More and more it seems to me that the gradual erosion of the authority of local councillors is damaging not only local democracy itself but also the relationship that local people have with their elected representatives, a relationship which should underpin our whole social concept of citizenship.
To some extent this problem derives from the transfer of much of what were one local authority responsibilities to either central of regional governmental structures although some of the problem also lies in the bureaucratic culture to be found at officer level in most councils and, indeed, across geovernment as a whole at all levels, a culture which seems to do its best to avoid and even, where possible, deny the simple fact these people - these public servants - are supposed to be working for us. Its sad to reflect that as much as I hear local people complaining about council officers who don’t listen to their concerns, who treat them like idiots and who rarely, if ever, can be bothered to get off their collective arses and do something to help, these days I’m just as likely to hear the same things from councillors when talking to them ‘off the record’ and this must be doubly frustrating for our elected representatives as its generally they, not the civil servants and council officers - the bureaucrats - who carry the can when things go wrong and public feels that its not being well served.

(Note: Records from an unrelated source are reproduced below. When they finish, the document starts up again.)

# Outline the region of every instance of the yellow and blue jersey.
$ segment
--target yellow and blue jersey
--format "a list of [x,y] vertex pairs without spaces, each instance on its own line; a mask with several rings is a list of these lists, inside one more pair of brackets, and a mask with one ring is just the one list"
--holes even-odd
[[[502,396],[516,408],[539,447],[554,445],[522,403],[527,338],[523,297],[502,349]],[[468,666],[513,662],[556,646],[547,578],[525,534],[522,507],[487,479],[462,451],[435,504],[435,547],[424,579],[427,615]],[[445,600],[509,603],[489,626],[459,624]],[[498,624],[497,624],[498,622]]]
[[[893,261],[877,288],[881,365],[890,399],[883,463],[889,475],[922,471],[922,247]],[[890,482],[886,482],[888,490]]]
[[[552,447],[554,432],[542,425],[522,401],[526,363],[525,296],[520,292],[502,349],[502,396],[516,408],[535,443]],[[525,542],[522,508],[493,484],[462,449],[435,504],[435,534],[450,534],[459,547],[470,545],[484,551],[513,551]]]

There’s far more to democratic accountability than simply the whole business of elections and elected representatives, Changing the present voting system to one based on proportional representation may give a greater veneer of ‘fairness’ - and then again it may not as I’ve not yet seen a wholly convincing argument - but on its own that won’t address the real issue here which are about not only the accountability of our elected representatives but of the whole machinery of state that goes with them.
To my mind the real threat to democracy lies not in the question of whether the present electoral system gives our elected representatives a real mandate to govern but on the seemingly growing inability of those representatives, especially at local level, to hold non-elected officers to account on our behalf, an issue which requires an altogether more fundamental rethink of the nature of the relationship between the people and the state.